Language Selection – Talk

Local Code Pages mess

OFP uses ASCII formated text documents, and expects code to be provided as ASCII strings. For the primary western languages, the 'Latin' code-pages generally handle this appropiately. However, when you try to branch out your translations into non-Latin languages, that's where it breaks. Your stringtables files are actually stored as numbers representing the characters intended. Windows then matches the numbers read from the file to a look-up table (code page) to pick a character to send to OFP which then picks a texture portion to render as text. A lot of the non-Latin code pages sort their extended diacritical marks differently, leading to chaos.

An example of this would be attempting to write a stringtables file for english and czech on a machine using a US/UK codepage. If the czech characters look correct when Windows renders it using the western codepage, the czech characters will be scrambled if you attempt to read that same file on a machine using the czech codepage, and also in reverse. Note that this doesn't significantly impact the Latin languages of English, French, German, Spanish, and Italian, but it seriously impacts non-Latin languages such as the Scandinavian and especially the Slavic languages.

Furthermore, the limited character resolution means that there will be no practical solution for East Asian languages in OFP. Workarounds can be made by using resource pictures in place of textual overlays. Additionally, OFP supports right-justification in resources, but does not have proper RTL string handling capabilites.

For editing stringtables for the reasons mentioned above, it's strongly recommended that a Unicode spreadsheet application be used to build and edit the stringtables with final export to the text stringtable.csv files.

Shinraiden 06:23, 20 July 2006 (CEST)

Note - Korean version of OPF exists, it was published by Infogrames Korea. I have no idea if or where can this version be still obtained. --Suma 12:43, 20 July 2006 (CEST)
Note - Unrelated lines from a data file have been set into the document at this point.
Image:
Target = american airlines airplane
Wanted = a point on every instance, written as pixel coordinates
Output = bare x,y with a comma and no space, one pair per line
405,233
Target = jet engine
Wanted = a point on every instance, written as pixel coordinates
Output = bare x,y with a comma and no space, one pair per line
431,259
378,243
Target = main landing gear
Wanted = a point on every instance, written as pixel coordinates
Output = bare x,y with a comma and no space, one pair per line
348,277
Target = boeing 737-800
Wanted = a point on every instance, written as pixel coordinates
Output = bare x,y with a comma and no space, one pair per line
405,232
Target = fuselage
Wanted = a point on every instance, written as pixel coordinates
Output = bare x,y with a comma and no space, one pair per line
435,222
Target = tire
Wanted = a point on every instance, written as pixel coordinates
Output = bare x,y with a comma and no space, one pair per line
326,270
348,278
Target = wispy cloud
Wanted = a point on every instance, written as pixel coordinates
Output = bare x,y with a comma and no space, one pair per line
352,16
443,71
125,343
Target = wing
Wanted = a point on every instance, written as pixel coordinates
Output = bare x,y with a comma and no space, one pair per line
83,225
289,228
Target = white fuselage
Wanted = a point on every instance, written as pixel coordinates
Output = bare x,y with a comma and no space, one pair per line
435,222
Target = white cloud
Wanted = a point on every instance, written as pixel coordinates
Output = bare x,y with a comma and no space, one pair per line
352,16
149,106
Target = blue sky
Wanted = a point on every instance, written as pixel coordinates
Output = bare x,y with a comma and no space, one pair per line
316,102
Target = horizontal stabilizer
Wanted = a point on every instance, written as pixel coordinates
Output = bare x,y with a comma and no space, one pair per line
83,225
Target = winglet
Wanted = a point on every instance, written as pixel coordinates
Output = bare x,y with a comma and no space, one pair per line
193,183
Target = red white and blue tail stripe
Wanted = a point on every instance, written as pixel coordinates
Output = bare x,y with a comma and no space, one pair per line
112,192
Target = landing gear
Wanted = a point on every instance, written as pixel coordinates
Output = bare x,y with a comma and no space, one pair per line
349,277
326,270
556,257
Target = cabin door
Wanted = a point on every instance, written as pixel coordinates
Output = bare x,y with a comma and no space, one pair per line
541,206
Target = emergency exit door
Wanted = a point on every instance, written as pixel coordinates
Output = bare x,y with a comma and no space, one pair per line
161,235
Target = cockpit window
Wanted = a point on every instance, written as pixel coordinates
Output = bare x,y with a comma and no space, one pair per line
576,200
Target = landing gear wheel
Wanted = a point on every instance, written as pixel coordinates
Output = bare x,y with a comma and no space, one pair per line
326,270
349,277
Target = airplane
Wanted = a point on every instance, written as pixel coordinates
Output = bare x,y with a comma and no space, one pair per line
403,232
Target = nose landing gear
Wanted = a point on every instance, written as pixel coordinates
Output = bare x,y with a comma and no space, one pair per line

Making a bold, but fairly confident statement, this entire issue would be solved by using unicode text strings as already employed for some sections of Elite (SaveMeta, blah). Utf8 is fine, and notepad editor already supports unicode transparently. The 'user' is unaware of it when editing.

As for copdepages, I'm on shakier ground. The 'standard' for windows is winansi (codepage 1252), not a us/ansi derivate (850, etc). But, yes, the principle is right, the slavic codepage is 1258 from memory, not sure and it doesn't matter, it's different, as are central European (iso-8859-13). Utf8 would _mostly_ solve this issue as the lead bytes dictate what to use, while maintaining a fairly low memory profile of single byte characters. (not true for korean of course). Actually, I'm just rambling, but this is a talk page <grin>. The answer is unicode, because for windows at least, just about every font available (in windows), supports the full range of characters. I've played a few 'cyrillic' missions and the text, to say the least is 'interesting'. Be nice to sort this out once and for all.

--ook? 02:20, 21 July 2006 (CEST)